Mestre em Sociologia Política

 

Desde o início de nossa existência “civilizada”, com as mãos e ideais europeus no continente americano, a Colônia Portuguesa na América foi assumida como espaço de exploração. Daqui tudo o que era coletivo [numa referência de que não é de ninguém, senão daquele que chegar primeiro] serviria para sustentar os privilégios aristocráticos das “Nobreza Monárquica” e que agiam com a preocupação do umbigo para cobrir sua ambição pessoal e sua posição na estrutura de poder e privilégios.

Não nasceu aqui um Estado Republicano com o princípio do bem comum, do comunitário, das coisas do povo, senão dos privilégios da aristocracia monárquica. Até hoje apresentamos os melhores como Reis disso ou daquilo, atitude e comportamento próprios de uma construção social e política desde nossa origem de colônia de exploração. Em boa parte, por isso, ainda cultuamos valores de hierarquia aristocráticas, tal qual quando um vereador ou deputado aclama outro como “Nobre isso”.

O que veio a estruturar nossas camadas políticas foi o Patrimonialismo, uma forma de se compreender as formas de existência política como algo pessoal, inspirado na exploração colonial, na base de que o bem coletivo deve assegurar a ambição pessoal pelo poder e pela riqueza individual do “dono” do poder. No Patrimonialismo assumimos que o Presidente da República pode fazer o que quiser, implantar seus desejos. Legitimado pelo voto, o Presidente poderá dizer o que quer a partir de si mesmo. Como um rei que conjuga seus desejos como se fossem o interesse coletivo, implanta em seu corpo a designação de um país.

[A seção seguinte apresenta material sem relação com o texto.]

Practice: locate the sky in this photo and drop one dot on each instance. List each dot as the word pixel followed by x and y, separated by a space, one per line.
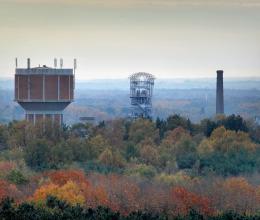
pixel 114 38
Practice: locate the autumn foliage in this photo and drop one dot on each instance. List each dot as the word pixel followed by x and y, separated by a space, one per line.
pixel 183 201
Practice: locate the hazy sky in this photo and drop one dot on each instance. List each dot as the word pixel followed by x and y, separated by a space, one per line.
pixel 113 38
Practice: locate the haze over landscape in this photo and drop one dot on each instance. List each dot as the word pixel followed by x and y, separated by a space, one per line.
pixel 111 39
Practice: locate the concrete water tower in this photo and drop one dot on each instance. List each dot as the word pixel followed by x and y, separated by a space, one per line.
pixel 44 92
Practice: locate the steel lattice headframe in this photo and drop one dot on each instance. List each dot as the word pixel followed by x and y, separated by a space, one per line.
pixel 141 91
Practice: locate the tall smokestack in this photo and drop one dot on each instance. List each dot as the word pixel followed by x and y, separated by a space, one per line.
pixel 220 93
pixel 28 63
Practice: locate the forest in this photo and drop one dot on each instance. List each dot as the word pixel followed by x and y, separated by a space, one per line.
pixel 131 169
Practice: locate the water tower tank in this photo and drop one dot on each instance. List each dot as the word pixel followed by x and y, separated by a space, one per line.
pixel 44 92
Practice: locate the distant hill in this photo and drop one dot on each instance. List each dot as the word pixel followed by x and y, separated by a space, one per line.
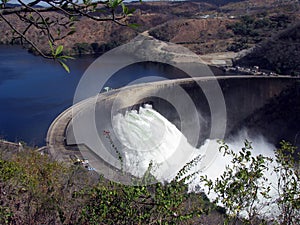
pixel 280 53
pixel 203 26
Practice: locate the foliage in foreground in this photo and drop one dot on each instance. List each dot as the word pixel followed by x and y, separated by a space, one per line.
pixel 247 191
pixel 37 190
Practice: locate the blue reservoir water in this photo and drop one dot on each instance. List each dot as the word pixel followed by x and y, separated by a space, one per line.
pixel 33 90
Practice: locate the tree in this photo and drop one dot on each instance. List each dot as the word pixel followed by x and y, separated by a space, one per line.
pixel 288 186
pixel 34 17
pixel 243 188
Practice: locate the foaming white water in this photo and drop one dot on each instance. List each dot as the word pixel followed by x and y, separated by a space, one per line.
pixel 149 137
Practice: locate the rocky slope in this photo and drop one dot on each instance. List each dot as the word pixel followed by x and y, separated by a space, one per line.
pixel 279 53
pixel 202 27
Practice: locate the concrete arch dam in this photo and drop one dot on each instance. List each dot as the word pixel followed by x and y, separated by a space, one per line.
pixel 241 95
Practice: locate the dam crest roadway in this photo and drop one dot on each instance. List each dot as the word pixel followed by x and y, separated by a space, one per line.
pixel 243 95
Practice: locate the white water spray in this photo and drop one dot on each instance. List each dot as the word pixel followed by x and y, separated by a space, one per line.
pixel 149 137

Esse Patrimonialismo figura como Autocracia, um regime no qual prevalece as vontades pessoais ante a legislação, a necessidade de se prestar contas dos atos, a virtude da transparência facilitada. Num mundo nebuloso que pretende se esconder da virtuosidade da Democracia, toda a transparência tem que ser buscada pelos arqueólogos da investigação judiciária, tirando as camadas que encobrem as sujeiras de um arranjo complexo de falcatruas, delitos e roubo dos bens públicos.

Com a Transparência sendo descoberta, no exame das camadas que encobrem as sujeiras do Patrimonialismo, da Autocracia e da Corrupção, ficamos a aguardar as cenas das próximas semanas a serem apresentadas pela mídia: as próximas cenas de prisão, as próximas buscas em apartamentos, as sequenciadas apreensões de computadores, telefones e documentos.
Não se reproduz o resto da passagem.